Pour bien resituer le contexte, c’était une époque où lorsqu’on discutait avec quelqu’un qui faisait des blagues antisémites, on ne pensait pas avoir à faire à un véritable antisémite derrière son écran“. 

Les blagues potaches servent à frayer avec la frontière du bon goût et de l’insolence. Le mème est perçu comme un élément neutre, un template en attente qu’on lui insuffle du sens. 

Personne ne se doute alors que les mèmes, comme tous les objets sociaux, sont des véhicules idéologiques comme les autres. Le GamerGate, en 2014, puis l’émergence de Pepe The Frog, la grenouille trumpienne des élections américaines de 2016, feront prendre conscience du caractère pas si inoffensif de nos images et de nos comportements en ligne. Ces deux éléments tracent une rupture nette : dès lors, impossible de ne pas voir les effets performatifs de la culture web. C’est la fin d’une parenthèse enchantée, mais le début d’une remise en cause nécessaire de la façon dont se construit et se déploie l’humour numérique. 

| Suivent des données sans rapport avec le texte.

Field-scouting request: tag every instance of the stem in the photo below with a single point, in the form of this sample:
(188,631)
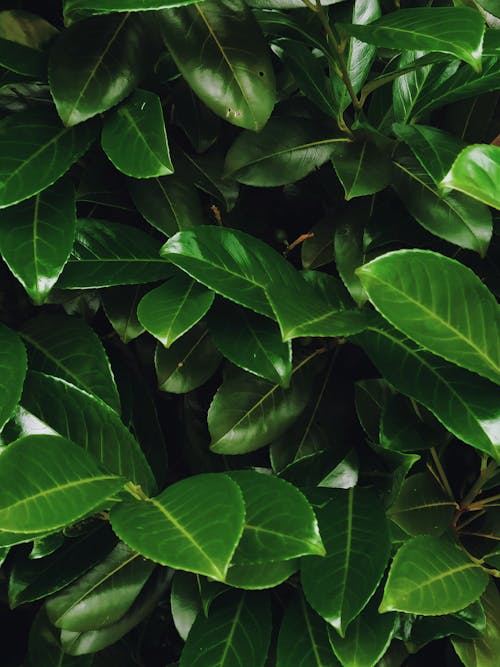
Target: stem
(442,474)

Cette rupture va de pair avec le développement de la mercantilisation de cette frange du web. L’inventeur de la trollface dépose sa création, les copyrights pleuvent. Et tout de suite les critiques s’élèvent contre ce qui s’apparente à un non-respect de l’anonymat, consubstantiel à “cette culture de la réécriture permanente, collective et anonyme“, note Titiou Lecoq, en ajoutant :

Déposer une marque, cela revenait à rompre le contrat de confiance. Il n’y avait pas de nom en-dessous des images, on ne voulait pas devenir célèbre sur Internet. Chacun venait apporter sa pierre à l’édifice“.

Ce que donne à voir le compte Old Meme Archive, c’est cette petite capsule temporelle nostalgique, ce simulacre d’art naïf, dans un monde pas encore englouti par les GAFAM, et pas encore régulé par les États. Un âge d’or, ou plutôt une sensation d’âge d’or. 

Que nous reste-t-il de cette culture ? Un idéal de créativité à atteindre, et des formats de templates devenus peu à peu l’ossature de l’humour en ligne.